BREWS, BOOZE AND BITES
Where to eat and drink in Kakanj? Naša Kuća in Hotel Kakanj (ul Alije Izetbegovića bb, +387 32 552 880) ticks both boxes, with views of the town from its terrace and a constant stream of Kakanjites (I don’t know what people from Kakanj are called) coming in and out. Elsewhere, Pivnica Kakanj (Alije Izetbegovića bb) is a no-frills beer option (seriously, there are zero frills, but cheap beer and simplicity always win), while Gallery Bar (Alije Izetbegovića bb, +387 61 652 791) is a decent little coffee option. Most cafes in Kakanj blend into one (from my experience). Food?
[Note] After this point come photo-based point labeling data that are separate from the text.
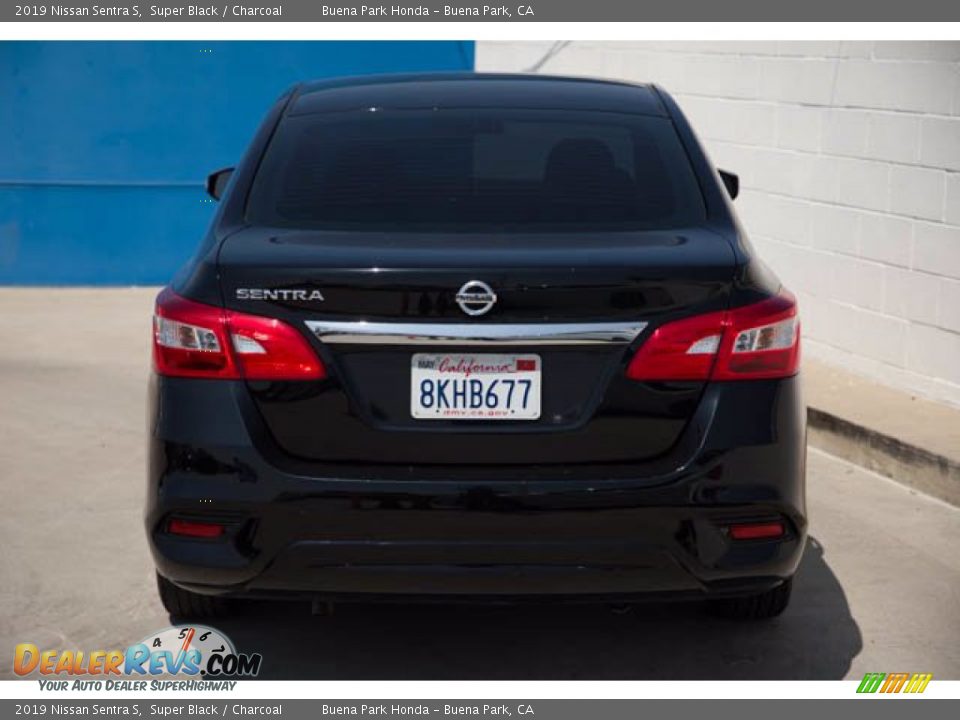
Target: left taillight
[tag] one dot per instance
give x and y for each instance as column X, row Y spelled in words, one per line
column 191, row 339
column 756, row 341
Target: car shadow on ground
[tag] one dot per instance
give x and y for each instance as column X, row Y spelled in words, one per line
column 815, row 639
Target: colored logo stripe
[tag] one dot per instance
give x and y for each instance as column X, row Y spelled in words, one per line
column 894, row 682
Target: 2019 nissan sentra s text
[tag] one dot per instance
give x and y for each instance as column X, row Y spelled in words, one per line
column 476, row 336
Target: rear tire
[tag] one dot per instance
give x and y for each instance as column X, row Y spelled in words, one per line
column 764, row 606
column 185, row 604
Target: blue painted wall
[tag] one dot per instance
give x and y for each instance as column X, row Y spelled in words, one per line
column 104, row 146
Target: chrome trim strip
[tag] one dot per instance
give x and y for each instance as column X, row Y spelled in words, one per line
column 400, row 333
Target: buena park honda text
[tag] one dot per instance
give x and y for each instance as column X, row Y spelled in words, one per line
column 493, row 337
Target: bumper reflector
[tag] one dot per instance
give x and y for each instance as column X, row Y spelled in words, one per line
column 756, row 531
column 194, row 528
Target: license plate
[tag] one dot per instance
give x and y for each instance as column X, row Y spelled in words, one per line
column 475, row 387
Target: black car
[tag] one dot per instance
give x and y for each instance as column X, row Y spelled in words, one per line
column 478, row 337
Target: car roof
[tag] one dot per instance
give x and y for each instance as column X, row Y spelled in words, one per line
column 474, row 90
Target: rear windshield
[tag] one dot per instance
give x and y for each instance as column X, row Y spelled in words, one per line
column 517, row 170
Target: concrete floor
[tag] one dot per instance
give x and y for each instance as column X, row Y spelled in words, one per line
column 878, row 590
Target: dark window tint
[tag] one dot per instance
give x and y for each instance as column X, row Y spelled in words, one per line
column 475, row 170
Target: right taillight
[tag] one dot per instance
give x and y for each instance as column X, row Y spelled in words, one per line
column 192, row 339
column 755, row 341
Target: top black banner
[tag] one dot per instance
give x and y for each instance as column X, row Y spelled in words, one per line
column 511, row 11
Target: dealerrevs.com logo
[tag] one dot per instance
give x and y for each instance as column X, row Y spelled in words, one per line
column 894, row 683
column 180, row 651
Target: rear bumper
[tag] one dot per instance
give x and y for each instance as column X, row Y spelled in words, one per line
column 660, row 532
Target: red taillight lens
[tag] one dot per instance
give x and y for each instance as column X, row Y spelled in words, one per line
column 196, row 340
column 756, row 531
column 751, row 342
column 194, row 528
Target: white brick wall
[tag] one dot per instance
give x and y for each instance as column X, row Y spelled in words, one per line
column 849, row 161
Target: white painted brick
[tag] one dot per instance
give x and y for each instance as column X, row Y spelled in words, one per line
column 917, row 192
column 807, row 81
column 856, row 49
column 936, row 249
column 917, row 50
column 845, row 133
column 911, row 295
column 894, row 137
column 849, row 181
column 952, row 211
column 720, row 76
column 891, row 85
column 886, row 238
column 798, row 127
column 854, row 281
column 940, row 143
column 933, row 352
column 867, row 333
column 780, row 218
column 809, row 48
column 949, row 316
column 835, row 228
column 779, row 171
column 737, row 121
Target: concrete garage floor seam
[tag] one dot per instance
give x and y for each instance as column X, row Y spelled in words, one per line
column 877, row 589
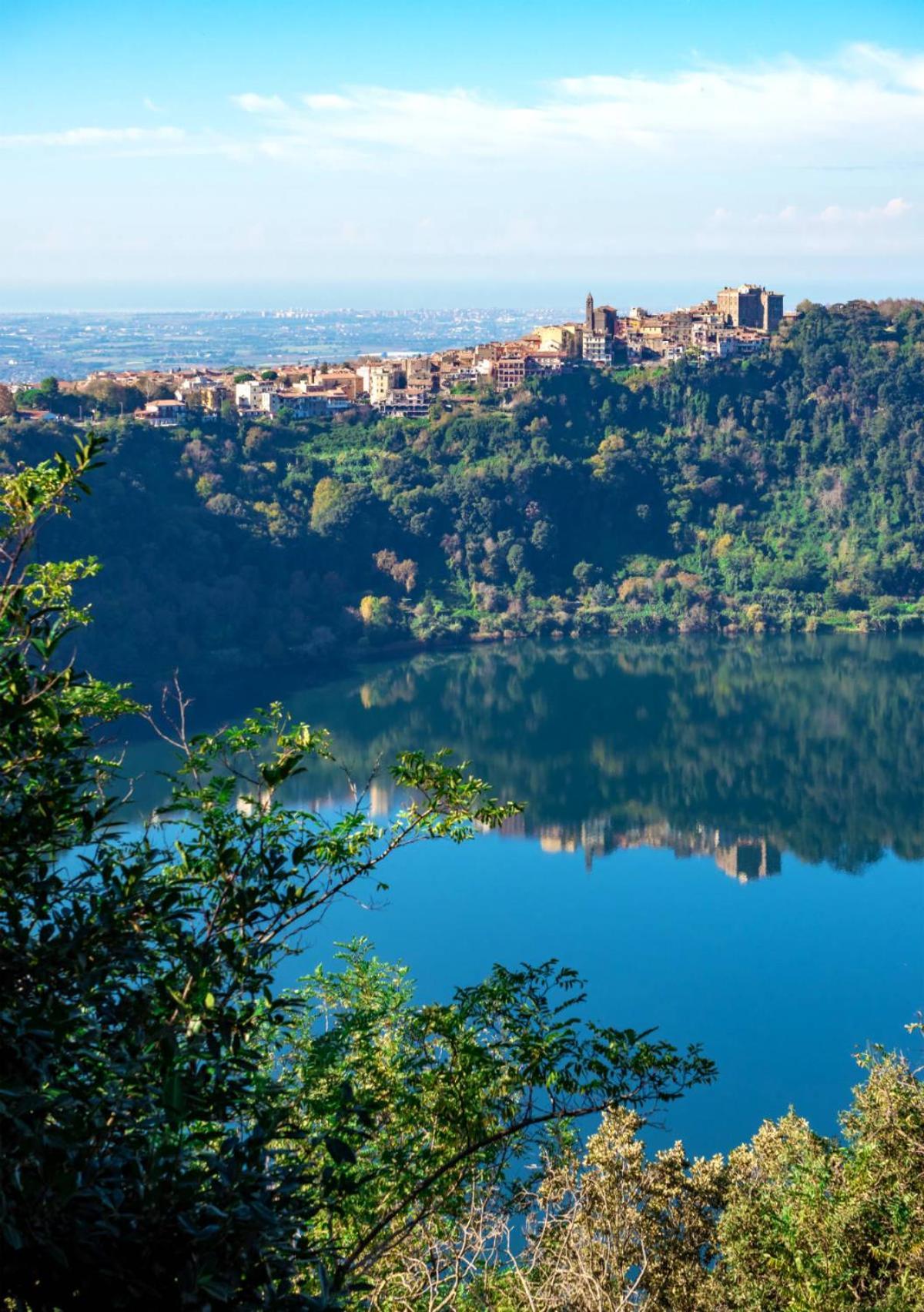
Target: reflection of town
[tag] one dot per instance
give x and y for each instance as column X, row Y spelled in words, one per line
column 742, row 857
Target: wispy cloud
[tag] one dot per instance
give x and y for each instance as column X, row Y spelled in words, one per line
column 84, row 138
column 792, row 112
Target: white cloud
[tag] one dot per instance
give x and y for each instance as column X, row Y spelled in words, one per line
column 842, row 112
column 253, row 104
column 96, row 137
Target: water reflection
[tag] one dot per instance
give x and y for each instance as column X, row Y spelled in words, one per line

Cevabdžinica Oaza (7. Muslimanske Brigade bb, +387 61 448 220) and Cevabdžinica Bosna (Alije Izetbegovića bb, +387 32 554 511) get top marks, although the no-frills thing must be reiterated.
SLEEPING
Hotel Kakanj (ul Alije Izetbegovića bb, +387 32 552 880) is in the town centre and has one of Kakanj’s best restaurants, bars, cafes and all that jazz, making it a bit of a no-brainer when choosing somewhere to stay. Several motels are also dotted around the place, but Hotel Kakanj deserves your pennies.